I am interested in gene ontology enrichment and/or depletion analysis in D. melanogaster. Therefore I implemented an package in R that does the job, also because I really want to learn R. For the direct annotation of Entrez ids to GO terms I used the org.Dm.eg.db package. By accident I discovered that also Genes with an NOT qualifier are annotated (roughly 3% of the fly genome) to a certain GO category making them indistinguishable from genes that are truely associated with a GO category. Did I overlook something or is there something to it?
Is the NOT qualifier not specific for D. melanogaster GO annotation? As someone working with human or mouse data, I have never heard of that GO qualifier before... I would suggest a little more explanation and some sample code/examples would help, especially for the BioC core members who generate these type of annotation packages (and are likely less of a domain expert on Dm than you are...).
Edit: this link may be useful; after a quick read it seems to me the NOT qualifier is specific for FlyBase. Since the GO mappings for Dm are based on info directly derived from the GO consortium (and not FlyBase), this may be the cause of this apparent discrepancy?

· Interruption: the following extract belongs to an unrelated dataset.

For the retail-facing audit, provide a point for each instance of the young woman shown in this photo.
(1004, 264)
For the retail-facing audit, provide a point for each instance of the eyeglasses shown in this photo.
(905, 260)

The NOT qualifier is relevant for many databases:
"GO uses three qualifiers, contributes_to, colocalizes_with and NOT, to further refine annotations (see
the GO annotation conventions). The NOT qualifier,
which indicates the lack of a property, is most vital in
data interpretation. This is used judiciously, only when
there is potential for confusion or contradiction. For
example, a gene product might have sequence similarity
to protein kinases, but the curator can apply the NOT
qualifier to indicate that, contrary to expectation, the
gene product does not exhibit kinase activity based on
published results. Although the total number of NOT
annotations is minor, several databases have hundreds of
these annotations (TABLE 3)" from doi:10.1038/nrg2363 Rhee et al., 2008
On the gene ontology website go to download -> annotations -> download the annotation textfile of the desired species
run read.delim(gzfile(path_to_annotation_textfile), na.strings = "", header = FALSE,
comment.char = "!", sep = "\t") in R column "V4" gives you the qualifier of the annotation; check if the annotations that are qualified with "NOT" are also present in the org.your_fav_species.eg.db file. In my opininion they should not be. In the case of org.Dm.eg.db it seems like they are.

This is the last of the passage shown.